Mitigating Forgetting Between Supervised and Reinforcement Learning Yields Stronger Reasoners
Xiangchi Yuan, Xiang Chen, Tong Yu, Dachuan Shi, Can Jin, Wenke Lee, Saayan Mitra
TL;DR
The paper tackles forgetting and data inefficiency when combining supervised fine-tuning (SFT) with reinforcement learning (RL) for reasoning tasks in large language models. It introduces MIFO, a plug-and-play framework with two pillars: (1) data processing that interleaves RL with SFT by curating challenging examples and focusing SFT loss on high-entropy tokens, and (2) parameter freezing that protects RL-critical parameters during SFT to reduce forgetting. Empirically, MIFO achieves state-of-the-art reasoning performance on math benchmarks for both 1.5B and 7B models while using only a fraction of the data required by prior methods ($1.5\%$ SFT data and $20.4\%$ RL data vs prior SoTA), and generates more concise reasoning traces. The approach is algorithm-agnostic and demonstrates strong data efficiency and robustness to template shifts, highlighting practical impact for scalable, reliable reasoning post-training. Theoretical insights also suggest why SFT tends to be more redundant than RL updates, informing effective forgetting mitigation strategies.
Abstract
Large Language Models (LLMs) show strong reasoning abilities, often amplified by Chain-of-Thought (CoT) prompting and reinforcement learning (RL).
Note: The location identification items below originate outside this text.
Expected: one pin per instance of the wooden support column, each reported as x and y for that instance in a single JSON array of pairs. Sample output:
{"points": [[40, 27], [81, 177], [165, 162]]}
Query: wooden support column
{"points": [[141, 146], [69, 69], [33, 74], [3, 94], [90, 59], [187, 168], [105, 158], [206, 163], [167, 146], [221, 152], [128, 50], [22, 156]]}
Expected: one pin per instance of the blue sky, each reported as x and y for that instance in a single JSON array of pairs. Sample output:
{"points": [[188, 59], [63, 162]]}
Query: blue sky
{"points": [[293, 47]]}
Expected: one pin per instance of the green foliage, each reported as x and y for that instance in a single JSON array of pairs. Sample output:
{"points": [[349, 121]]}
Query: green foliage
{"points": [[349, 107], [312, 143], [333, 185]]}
Although RL algorithms can substantially improve reasoning, they struggle to expand reasoning boundaries because they learn from their own reasoning trajectories rather than acquiring external knowledge. Supervised fine-tuning (SFT) offers complementary benefits but typically requires large-scale data and risks overfitting. Recent attempts to combine SFT and RL face three main challenges: data inefficiency, algorithm-specific designs, and catastrophic forgetting. We propose a plug-and-play framework that dynamically integrates SFT into RL by selecting challenging examples for SFT. This approach reduces SFT data requirements and remains agnostic to the choice of RL or SFT algorithm. To mitigate catastrophic forgetting of RL-acquired skills during SFT, we select high-entropy tokens for loss calculation and freeze parameters identified as critical for RL. Our method achieves state-of-the-art (SoTA) reasoning performance using only 1.5% of the SFT data and 20.4% of the RL data used by prior SoTA, providing an efficient and plug-and-play solution for combining SFT and RL in reasoning post-training.